De la même façon, après le mouvement de démocratisation que le continent africain a pu connaître, ce sont davantage les pays à régime autoritaire qui dominent le continent. Le cartographe a d’ailleurs représenté de façon différenciée les pays à régime autoritaire des pays à régime hybride. Il semblerait que l’évolution de la Tunisie pour ne prendre que cet exemple ne fasse basculer ce pays dans la catégorie des régimes autoritaires surtout avec l’élection présidentielle récente qui a vu le maintien au pouvoir du président Sayed.
Le dossier central de cet Atlas est très justement consacré à la situation au proche et au Moyen-Orient avec un rappel historique sur le sionisme jusqu’aux différentes tentatives de plan de partage de la Palestine jusqu’ à la fragmentation territoriale de la Cisjordanie sous les coups des différentes colonisations par les mouvements sionistes religieux. La présence dans le gouvernement Nétanyahou de l’extrême droite suprématiste sioniste renforce d’ailleurs ce processus.
Cet Atlas du temps présent comporte également un chapitre « retour sur l’histoire » qui rappelle un certain nombre d’épisodes comme le 150e anniversaire de la conférence de Berlin sur le partage de l’Afrique ou la naissance des Nations unies il y a 80 ans. Très opportunément le 50e anniversaire du début de la guerre civile au Liban est également rappelé, et cela est d’autant plus précieux dans le contexte actuel.

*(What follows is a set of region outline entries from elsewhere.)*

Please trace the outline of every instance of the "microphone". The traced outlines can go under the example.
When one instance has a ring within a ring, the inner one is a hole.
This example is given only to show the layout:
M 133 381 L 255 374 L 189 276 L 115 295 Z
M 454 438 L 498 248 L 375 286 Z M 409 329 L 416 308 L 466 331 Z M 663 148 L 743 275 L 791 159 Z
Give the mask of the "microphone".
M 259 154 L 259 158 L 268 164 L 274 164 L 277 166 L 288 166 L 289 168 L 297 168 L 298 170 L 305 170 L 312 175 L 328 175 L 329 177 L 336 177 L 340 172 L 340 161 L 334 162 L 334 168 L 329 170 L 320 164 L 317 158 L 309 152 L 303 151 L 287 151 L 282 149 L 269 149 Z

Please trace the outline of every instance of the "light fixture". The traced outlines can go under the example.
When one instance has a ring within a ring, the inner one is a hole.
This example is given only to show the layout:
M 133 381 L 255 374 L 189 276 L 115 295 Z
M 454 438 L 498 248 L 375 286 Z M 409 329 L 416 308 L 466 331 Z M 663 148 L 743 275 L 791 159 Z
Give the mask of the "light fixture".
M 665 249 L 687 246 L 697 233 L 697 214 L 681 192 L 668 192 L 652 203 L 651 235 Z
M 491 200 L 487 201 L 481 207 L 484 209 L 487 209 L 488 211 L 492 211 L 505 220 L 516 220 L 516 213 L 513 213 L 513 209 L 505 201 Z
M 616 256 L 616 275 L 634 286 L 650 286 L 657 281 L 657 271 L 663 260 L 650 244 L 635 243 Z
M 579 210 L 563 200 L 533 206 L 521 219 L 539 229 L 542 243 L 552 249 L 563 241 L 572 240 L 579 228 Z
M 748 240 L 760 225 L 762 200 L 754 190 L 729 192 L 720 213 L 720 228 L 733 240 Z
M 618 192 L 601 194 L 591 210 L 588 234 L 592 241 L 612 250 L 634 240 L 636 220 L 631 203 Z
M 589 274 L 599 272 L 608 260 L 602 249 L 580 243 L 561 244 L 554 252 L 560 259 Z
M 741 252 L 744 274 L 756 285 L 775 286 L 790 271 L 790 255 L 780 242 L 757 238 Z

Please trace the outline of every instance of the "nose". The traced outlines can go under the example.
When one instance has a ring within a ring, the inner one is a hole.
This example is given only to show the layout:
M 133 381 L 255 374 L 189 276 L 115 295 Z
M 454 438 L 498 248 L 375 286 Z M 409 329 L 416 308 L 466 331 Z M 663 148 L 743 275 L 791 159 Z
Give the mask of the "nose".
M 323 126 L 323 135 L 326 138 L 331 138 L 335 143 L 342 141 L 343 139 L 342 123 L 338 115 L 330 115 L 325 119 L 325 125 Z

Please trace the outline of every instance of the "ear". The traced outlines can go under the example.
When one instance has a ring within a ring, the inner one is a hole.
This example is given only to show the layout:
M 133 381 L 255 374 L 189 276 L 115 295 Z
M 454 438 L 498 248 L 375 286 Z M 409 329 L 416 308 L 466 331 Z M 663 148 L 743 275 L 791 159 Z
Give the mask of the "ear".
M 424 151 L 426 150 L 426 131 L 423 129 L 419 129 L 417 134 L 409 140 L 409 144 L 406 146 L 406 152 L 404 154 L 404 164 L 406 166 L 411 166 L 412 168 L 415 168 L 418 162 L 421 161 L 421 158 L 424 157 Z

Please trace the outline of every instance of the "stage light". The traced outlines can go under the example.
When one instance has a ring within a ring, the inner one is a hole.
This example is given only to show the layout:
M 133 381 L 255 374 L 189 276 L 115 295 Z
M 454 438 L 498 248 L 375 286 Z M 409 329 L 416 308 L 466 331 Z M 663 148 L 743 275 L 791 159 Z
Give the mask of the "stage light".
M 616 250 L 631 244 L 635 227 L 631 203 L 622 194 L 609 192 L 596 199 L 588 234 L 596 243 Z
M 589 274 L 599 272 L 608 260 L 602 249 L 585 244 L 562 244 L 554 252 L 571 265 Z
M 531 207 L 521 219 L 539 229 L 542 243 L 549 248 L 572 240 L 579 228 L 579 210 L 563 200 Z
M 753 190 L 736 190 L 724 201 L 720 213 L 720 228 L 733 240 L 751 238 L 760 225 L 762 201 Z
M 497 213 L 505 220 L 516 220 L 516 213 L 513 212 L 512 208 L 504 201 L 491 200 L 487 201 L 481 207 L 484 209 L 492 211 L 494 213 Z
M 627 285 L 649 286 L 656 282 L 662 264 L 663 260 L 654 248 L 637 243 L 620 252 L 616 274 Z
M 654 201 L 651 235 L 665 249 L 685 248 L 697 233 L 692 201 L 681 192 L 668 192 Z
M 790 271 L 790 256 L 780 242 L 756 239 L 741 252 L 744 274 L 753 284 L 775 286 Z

La dernière partie se livre à l’exercice, toujours périlleux, de la prospective avec des hypothèses sur le pic de population mondiale atteinte en 2080,1, mais également les difficultés d’adaptation d’une partie importante de la population mondiale face à un réchauffement climatique qui apparaît comme inéluctable. Se pose d’ailleurs la question de la révolution agricole, qui devra répondre à plusieurs défis, celui de la raréfaction de la ressource en eau douce, le recul des terres agricoles, et l’augmentation du nombre de bouches à nourrir. On me permettra sans doute de ne pas mettre en priorité parmi les menaces liées au réchauffement climatique, le recul de la pratique du ski, notamment dans les espaces de la zone tempérée.
Parmi les recommandations, il semble évident que cet Atlas sera particulièrement utile pour appréhender le monde en 2025. Il le sera tout particulièrement pour les candidats de la filière sciences humaines et relations internationales de l’école de guerre, car il permettra, avec un format particulièrement commode, de situer dans l’espace comme dans le temps les grands enjeux auxquels les futurs chefs militaires seront un jour confrontés.